To them Hayatou represents the bright side of the game—the man who was in charge when the first African team defied the odds to qualify for the quarter-finals of the World Cup and, ironically, it was his home country Cameroon in 1990. And he was also in charge when Africa first hosted the World Cup in 2010.
He was at the helm of African football when the first African footballer—George Weah—emerged from the slums of Monrovia in Liberia and rose to become the first and the only African so far, to be crowned Fifa Player of the Year.
But while Hayatou needs to be given credit for some of the efforts he has made in a bid to take the game to greater heights on the continent, there are some critics, especially from East and Southern Africa who believe CAF bigwigs, and Hayatou in particular, have an institutionalised bias against non-Arab and non-French speaking countries.
They strongly feel his bias towards the North and West Africa, has always betrayed him.

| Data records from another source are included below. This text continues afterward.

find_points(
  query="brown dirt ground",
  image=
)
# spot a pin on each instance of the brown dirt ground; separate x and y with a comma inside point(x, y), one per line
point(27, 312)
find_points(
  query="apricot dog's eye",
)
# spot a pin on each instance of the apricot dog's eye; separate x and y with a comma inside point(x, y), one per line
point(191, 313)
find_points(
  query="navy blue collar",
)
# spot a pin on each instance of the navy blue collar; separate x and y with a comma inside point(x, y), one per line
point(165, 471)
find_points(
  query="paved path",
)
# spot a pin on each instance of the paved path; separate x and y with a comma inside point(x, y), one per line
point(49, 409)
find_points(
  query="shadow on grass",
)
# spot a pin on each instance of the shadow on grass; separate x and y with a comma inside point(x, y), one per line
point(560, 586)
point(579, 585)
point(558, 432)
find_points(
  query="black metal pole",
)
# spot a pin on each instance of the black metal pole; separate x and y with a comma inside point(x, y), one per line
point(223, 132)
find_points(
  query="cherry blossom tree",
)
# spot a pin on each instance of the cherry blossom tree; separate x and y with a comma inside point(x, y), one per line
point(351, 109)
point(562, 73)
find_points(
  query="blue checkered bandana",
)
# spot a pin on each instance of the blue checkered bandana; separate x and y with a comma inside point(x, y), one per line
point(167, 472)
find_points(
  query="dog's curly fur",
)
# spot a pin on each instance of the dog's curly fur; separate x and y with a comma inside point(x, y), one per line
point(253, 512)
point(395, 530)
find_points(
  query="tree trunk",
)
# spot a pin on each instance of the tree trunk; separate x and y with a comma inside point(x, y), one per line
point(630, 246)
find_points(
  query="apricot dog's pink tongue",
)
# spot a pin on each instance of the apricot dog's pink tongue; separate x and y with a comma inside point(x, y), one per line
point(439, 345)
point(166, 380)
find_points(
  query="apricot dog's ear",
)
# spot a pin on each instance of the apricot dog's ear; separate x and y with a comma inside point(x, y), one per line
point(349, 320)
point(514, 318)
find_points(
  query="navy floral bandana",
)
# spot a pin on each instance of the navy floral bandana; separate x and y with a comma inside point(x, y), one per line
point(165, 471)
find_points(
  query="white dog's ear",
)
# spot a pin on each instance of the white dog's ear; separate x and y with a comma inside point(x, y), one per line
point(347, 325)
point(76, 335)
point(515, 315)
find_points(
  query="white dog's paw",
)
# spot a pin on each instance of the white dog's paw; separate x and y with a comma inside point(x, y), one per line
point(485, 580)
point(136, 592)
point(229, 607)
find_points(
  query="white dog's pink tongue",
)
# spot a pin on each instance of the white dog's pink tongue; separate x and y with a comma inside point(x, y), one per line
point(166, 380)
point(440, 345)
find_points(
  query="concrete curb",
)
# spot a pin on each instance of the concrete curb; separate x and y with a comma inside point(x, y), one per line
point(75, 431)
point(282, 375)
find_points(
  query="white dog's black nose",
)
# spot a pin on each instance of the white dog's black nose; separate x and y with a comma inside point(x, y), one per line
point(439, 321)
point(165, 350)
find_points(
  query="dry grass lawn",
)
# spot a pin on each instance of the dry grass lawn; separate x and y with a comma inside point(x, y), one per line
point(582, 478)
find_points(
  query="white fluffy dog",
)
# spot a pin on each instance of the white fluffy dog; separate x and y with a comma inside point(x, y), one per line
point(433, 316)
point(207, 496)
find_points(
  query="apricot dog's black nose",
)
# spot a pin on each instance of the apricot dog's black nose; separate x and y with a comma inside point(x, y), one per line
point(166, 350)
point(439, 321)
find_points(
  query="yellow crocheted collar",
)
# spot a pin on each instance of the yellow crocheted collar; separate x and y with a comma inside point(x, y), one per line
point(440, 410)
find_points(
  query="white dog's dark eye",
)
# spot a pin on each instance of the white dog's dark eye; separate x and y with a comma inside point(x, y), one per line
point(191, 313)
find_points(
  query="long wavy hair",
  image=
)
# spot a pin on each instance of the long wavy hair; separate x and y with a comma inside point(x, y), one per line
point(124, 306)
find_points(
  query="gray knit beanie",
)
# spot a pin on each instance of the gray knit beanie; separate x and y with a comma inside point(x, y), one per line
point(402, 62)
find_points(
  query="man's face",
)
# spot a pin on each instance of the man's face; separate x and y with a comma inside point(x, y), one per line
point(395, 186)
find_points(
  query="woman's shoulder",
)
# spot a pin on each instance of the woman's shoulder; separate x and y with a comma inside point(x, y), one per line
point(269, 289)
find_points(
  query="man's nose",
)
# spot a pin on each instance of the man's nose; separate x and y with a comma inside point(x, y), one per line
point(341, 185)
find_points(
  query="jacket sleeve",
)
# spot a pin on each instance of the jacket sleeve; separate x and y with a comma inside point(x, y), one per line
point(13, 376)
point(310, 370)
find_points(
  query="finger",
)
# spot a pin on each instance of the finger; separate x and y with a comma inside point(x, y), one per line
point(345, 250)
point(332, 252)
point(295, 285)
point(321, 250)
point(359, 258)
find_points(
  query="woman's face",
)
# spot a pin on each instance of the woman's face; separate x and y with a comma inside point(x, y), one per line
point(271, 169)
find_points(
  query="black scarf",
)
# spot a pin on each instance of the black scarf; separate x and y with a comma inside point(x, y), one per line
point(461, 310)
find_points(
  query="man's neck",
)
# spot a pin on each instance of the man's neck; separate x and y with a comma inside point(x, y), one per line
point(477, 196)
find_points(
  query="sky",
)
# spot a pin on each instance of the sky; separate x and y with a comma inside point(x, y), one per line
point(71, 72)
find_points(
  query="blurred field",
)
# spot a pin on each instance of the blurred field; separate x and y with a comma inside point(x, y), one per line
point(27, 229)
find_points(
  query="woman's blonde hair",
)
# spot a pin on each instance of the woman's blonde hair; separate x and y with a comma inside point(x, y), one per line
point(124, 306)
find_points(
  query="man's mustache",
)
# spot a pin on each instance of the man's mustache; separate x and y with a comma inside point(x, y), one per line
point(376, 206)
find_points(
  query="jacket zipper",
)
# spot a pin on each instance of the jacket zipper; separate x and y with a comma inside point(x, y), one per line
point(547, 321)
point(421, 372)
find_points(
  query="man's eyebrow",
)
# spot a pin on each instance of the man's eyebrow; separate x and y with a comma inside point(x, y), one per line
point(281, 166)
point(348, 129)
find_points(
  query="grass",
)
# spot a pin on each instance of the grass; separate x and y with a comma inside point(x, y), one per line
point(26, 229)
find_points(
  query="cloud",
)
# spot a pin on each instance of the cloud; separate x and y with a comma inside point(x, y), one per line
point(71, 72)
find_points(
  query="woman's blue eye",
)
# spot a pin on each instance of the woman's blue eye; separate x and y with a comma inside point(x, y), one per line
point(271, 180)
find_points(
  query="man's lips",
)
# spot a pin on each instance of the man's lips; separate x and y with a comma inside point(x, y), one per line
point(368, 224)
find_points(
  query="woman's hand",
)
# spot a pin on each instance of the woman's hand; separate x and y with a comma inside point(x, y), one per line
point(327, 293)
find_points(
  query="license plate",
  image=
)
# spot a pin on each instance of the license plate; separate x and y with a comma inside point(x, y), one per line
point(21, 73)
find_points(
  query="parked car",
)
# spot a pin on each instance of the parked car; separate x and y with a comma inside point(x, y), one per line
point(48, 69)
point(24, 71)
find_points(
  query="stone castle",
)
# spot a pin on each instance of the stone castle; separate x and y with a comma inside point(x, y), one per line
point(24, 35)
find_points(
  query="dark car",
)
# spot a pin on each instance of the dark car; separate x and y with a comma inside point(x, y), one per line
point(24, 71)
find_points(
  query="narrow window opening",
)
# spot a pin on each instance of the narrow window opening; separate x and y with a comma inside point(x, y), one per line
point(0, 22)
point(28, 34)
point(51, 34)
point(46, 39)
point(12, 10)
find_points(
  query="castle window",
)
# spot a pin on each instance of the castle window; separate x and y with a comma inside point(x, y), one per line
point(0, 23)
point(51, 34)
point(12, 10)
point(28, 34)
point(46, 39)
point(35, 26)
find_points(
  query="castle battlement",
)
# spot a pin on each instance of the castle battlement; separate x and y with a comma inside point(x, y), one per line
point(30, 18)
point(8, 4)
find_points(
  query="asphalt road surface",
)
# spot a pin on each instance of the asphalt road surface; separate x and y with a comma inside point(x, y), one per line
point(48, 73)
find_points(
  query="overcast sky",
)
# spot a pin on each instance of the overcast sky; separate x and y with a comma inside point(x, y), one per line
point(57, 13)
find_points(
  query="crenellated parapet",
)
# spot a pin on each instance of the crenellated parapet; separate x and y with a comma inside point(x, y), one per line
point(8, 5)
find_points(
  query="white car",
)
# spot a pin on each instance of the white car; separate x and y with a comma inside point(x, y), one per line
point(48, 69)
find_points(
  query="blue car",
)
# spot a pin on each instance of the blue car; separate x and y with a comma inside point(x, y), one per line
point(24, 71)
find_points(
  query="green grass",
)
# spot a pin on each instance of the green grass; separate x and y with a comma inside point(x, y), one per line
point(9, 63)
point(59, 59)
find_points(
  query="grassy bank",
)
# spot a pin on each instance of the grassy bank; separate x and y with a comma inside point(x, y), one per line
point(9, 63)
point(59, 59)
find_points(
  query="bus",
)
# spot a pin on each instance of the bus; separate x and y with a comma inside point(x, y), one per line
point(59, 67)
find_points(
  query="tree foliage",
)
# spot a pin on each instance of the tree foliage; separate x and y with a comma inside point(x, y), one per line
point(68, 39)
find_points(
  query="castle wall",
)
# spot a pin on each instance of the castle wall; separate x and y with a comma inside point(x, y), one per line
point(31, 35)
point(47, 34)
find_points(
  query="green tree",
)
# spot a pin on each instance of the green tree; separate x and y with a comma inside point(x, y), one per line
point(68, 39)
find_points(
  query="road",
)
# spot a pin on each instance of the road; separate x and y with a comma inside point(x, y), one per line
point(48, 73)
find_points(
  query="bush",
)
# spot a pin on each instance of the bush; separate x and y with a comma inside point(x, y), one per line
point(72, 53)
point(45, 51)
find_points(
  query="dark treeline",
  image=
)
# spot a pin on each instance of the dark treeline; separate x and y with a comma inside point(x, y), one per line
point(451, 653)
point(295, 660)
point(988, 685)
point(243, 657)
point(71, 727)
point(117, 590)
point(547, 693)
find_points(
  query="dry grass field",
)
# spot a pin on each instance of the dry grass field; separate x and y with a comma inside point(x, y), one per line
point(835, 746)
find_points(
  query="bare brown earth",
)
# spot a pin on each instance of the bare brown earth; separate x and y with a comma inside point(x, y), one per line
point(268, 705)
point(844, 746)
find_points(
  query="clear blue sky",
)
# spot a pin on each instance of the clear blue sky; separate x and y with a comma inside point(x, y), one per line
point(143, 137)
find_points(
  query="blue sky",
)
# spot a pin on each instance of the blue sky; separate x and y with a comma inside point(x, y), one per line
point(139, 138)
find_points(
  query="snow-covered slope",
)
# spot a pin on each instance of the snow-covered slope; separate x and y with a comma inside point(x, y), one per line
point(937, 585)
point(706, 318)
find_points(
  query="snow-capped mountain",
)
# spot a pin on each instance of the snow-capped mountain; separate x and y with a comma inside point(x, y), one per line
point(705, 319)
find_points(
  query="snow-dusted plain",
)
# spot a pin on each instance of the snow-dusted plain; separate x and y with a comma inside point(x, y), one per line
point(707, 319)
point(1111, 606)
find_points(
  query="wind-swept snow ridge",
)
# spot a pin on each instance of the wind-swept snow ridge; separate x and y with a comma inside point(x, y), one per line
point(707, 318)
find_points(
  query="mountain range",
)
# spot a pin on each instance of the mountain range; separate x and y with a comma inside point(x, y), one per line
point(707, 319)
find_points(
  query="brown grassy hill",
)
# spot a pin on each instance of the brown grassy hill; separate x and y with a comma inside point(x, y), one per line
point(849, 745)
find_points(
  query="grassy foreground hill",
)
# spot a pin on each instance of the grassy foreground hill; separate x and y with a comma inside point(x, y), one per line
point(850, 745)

They argue that apart from Zambian legend Kalusha Bwalya, no player from the Council of Southern Africa Football Associations (Cosafa) bloc has ever won the prestigeous CAF Africa Footballer of the Year Award. This is despite the region having produced big-name players in the likes of Benni McCarthy, Peter Ndlovu and Bruce Globbelaar who were blessed with sublime skills that stood the taste of time.
It is also argued that since he came to power 28 years ago, Southern Africa has only hosted the Afcon three times—twice in South Africa and once in Angola and yet a number of countries in the region have better football infrastructure than west African nations.
Even it terms of resources—it is the North and West that have benefitted more compared to their counterparts.
Football pundit Humphrey Mvula said: “I do not think this man has done enough for those of us in South and East Africa.
“One just has to look at the level of technical and human development—the East and Southern Africa remain backward. For example, the level of courses that CAF organises for our coaches, referees, physiotherapists amongst other disciplines essential for football development and that shows the amount and quality of attention that he has given to East and Southern Africa.”
But football marketer Felix Ngamanya Sapao says Hayatou has had his highs and lows.
“It depends on which side you are looking at, but there are areas where he has excelled in taking African football forward and he has also had his short-falls.
“That said, we need fresh leadership in African football to bring in fresh and vibrant ideas so as to move with the times. Fifa has new leadership same as Uefa and we need to take that path, too,” he said.
Last Thursday, CAF Extraordinary general assembly approved a new ruling that the president will be limited to three terms in office from next year’s election.
And Hayatou’s critics feel this could be the beginning of the fall of his empire. However, the latest change to the statutes means Hayatou could extend his tenure by a maximum of 12 years—each term is four years—when he would be aged 82.
“It is a major change for African football which could signify a bright new dawn as incumbent president [Hayatou] has been in power for far too long. We need fresh vibrant ideas,” said Capital FM seasoned sports journalist Madalitso Phiri.